Full text: The 3rd ISPRS Workshop on Dynamic and Multi-Dimensional GIS & the 10th Annual Conference of CPGIS on Geoinformatics

ISPRS, Vol.34, Part 2W2, "Dynamic and Multi-Dimensional GIS", Bangkok, May 23-25, 2001 
COMPONENTS OF AN INTERPOLATION MODEL. 
On the basis of a sufficient set of data points, we now wanted to 
generate a terrain model with satisfactory elevations and slopes, 
as the basis of a valid rainfall runoff model. Our approach was to 
interpolate a height grid over the test area, and to view this with 
an appropriate terrain visualization tool - in this case Genesis II, 
available from www.qeomantics.com. We feel that 3D 
visualization has been under-utilized as a tool for testing terrain 
modeling algorithms, and the results are often more useful than 
a purely mathematical, or even statistical, approach. 

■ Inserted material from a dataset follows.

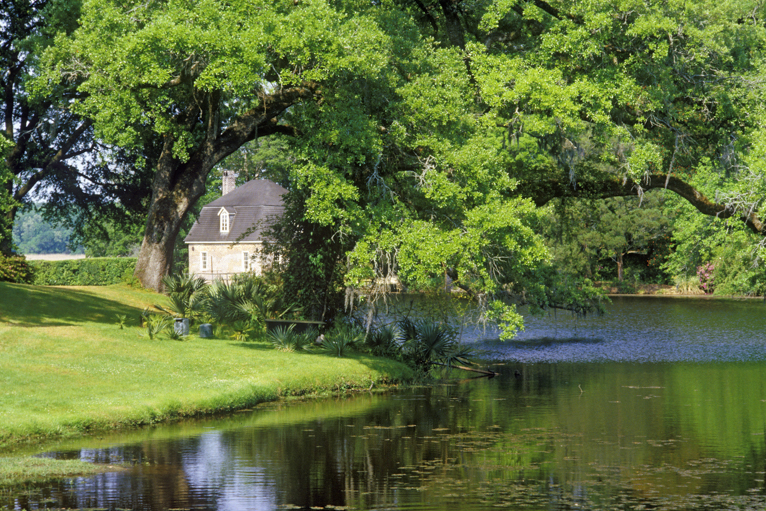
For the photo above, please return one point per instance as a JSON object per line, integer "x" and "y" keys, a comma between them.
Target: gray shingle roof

We have restricted ourselves to an evaluation of several 
weighted-average techniques, as there are a variety of 
techniques in common that can be compared. All of the methods 
were programmed by ourselves - which left out the very popular 
Kriging approach, as too complicated. Nevertheless, many 
aspects of this study apply to this method as well, since it is a 
weighted-average method, with the same problems of neighbour 
selection, etc., as the methods we attempted. 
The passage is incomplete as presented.